Entourage Fic: Romantic Comedy

Aug 12, 2009 23:10

Title: Romantic Comedy
Fandom: Entourage
Summary: Vin wants a lead role. E/girl!Vince
Rating: light R, mainly for cursing and drug use.
Word Count: ~2000
Spoilers/Warnings: Spoilers through Season 4 of the show.
Disclaimer:

Romantic comedy: a movie with a light-hearted, humorous plotline, centered on romantic ideals such as true love able to surmount all obstacles.
--Wikipedia

After Aquaman, Vin walks into Ari’s office and says, “I want to do a movie.”

“Great,” says Ari. “I’m an agent; you’re a movie star. That’s how it works. What’d you think of the script I sent? Jake Gyllenhaal’s attached.”

“Not for me,” says Vin. “I want to play the lead.”

“Vin, sweetie, the lead’s a guy.” Ari smiles, attempting sweetness, comes off predatory. Vicious, shark smile.

“No dumbass,” snarls E. “She wants a different movie. One with a female lead”.

Vin doesn’t smile gratefully at him. She tosses her hair, shimmer of black, and stands up.

“That’s all Ari. Let E know when you get something.”

E follows her out.

- - -

“Wow,” said Ari when he first met E. “You really put the toy in boytoy.”

“Fuck you,” said E.

Vin twirled her hair. “Play nice boys.”

- - -

“You ever think it’d be easier,” asks Turtle, “if Vin was a dude?”

“Easier how?”  E frowns at his phone.

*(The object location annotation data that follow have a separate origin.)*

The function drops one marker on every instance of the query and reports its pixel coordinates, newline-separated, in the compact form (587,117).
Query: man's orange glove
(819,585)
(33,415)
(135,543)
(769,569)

Vin should be done by now.

“Well,” says Turtle with a pitying look. “You wouldn’t be in love with her then.”

“I’m not in love with her now, douchebag,” snaps E.

Vin texts then I’m done. Come get me.

They don’t continue the conversation after that, and Vin walks around all day with her just been fucked grin.

- - -

“I can’t live here,” said E, standing in the front room of Vin’s mansion, when he first moved out to LA.

“You can’t afford to live anywhere else,” said Vin.

“It’ll be bad for your reputation. Your publicist will castrate me,” argued E. “I can get my own place.”

“Drama and Turtle live here,” Vin pointed out.

“Yeah, your brother and your bodyguard. Not your… whatever the fuck I am.”

“My best friend,” said Vin sunnily. “And I already have a reputation.”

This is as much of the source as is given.